Now this is all well and good, but I am required to press enter on the bootloader/grub screen, then the vm loads and returns me to the command prompt.

How can I avoid having to press enter and automate the entire process? So I can then write a custom rc.d service script.


----------



## wblock@ (Dec 19, 2014)

Grub has a timeout value that can be set.  I'm not sure of the details, probably editing /boot/grub/grub.cfg and then running `grub-install /dev/sda1` on the VM.


----------



## grehan@ (Dec 19, 2014)

On Ubuntu (maybe other distros as well), grub2 is set up to handshake with the o/s where it unsets autoboot, and relies on the o/s to reset it when it successfully boots. If there is an issue with the boot process e.g. a kernel crash, the autoboot won't be unset and you'll be put into grub2 to give a chance to boot an alternate kernel/run a test/etc. This avoids boot/crash loops.

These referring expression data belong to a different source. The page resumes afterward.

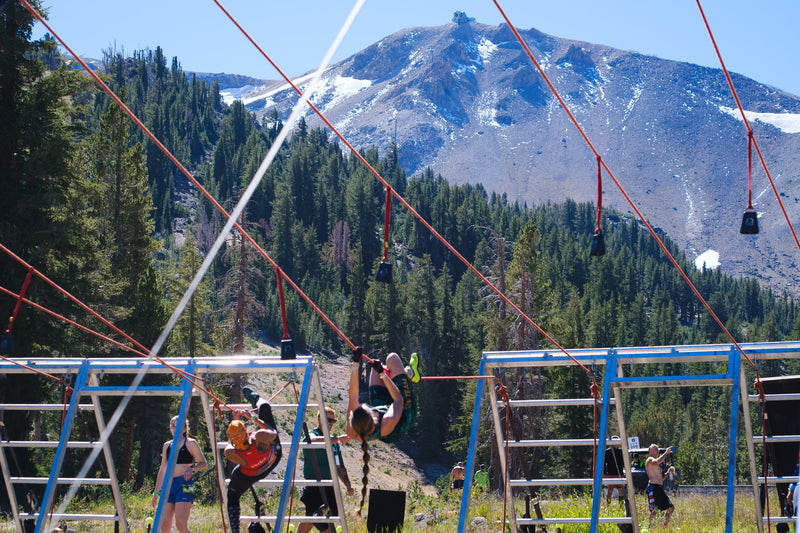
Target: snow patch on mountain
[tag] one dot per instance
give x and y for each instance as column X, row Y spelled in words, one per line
column 334, row 91
column 709, row 259
column 786, row 122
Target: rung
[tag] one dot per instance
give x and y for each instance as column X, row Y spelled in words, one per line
column 293, row 519
column 552, row 402
column 574, row 520
column 69, row 517
column 547, row 482
column 297, row 482
column 47, row 444
column 61, row 480
column 776, row 438
column 549, row 442
column 573, row 481
column 778, row 479
column 775, row 397
column 41, row 406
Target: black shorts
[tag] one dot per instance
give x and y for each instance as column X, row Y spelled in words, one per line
column 656, row 497
column 312, row 498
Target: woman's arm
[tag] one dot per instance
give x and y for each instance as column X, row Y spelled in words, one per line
column 160, row 476
column 197, row 453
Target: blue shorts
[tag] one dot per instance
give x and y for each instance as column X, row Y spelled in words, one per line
column 181, row 490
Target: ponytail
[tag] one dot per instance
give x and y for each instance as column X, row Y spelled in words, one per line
column 365, row 449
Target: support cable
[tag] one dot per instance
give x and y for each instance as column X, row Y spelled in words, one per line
column 400, row 199
column 747, row 124
column 231, row 217
column 619, row 186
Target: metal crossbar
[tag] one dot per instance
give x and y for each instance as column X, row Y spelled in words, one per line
column 87, row 391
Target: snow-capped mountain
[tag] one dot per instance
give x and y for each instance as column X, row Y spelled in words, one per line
column 465, row 100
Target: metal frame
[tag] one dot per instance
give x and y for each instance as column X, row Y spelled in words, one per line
column 88, row 377
column 613, row 361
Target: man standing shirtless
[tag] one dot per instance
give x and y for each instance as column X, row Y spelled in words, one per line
column 656, row 496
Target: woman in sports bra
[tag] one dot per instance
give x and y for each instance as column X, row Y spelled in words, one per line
column 392, row 405
column 180, row 497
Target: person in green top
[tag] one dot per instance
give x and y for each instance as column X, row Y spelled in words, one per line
column 317, row 498
column 482, row 479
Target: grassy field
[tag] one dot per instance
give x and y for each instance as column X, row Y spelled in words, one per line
column 439, row 514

It should go away after a successful boot, but if you don't want this behaviour, or just want to modify the existing timeout, some info is at
http://askubuntu.com/questions/2149...oot-the-default-option-after-upgrade-to-12-10

Regarding your script, make sure you issue a `bhyvectl --destroy --vm=linuxguest` before the initial grub-bhyve command to clean out vm state from a previous run.

Thanks for using bhyve


----------



## Luke Crooks (Dec 19, 2014)

Thanks, I knew I could set a time out value for grub but wondered if everything else was correct and or another way to launch hosts.

The rc.d script has a destroy option to destroy all created vms, but adding it in before the launch command is a good idea and should fix most issues.

Bhyve is so awesome, it allows me to host Linux clients securely and run software that isn't yet supported in FreeBSD... Also running in its own zfs mount just makes it even more sweeter


----------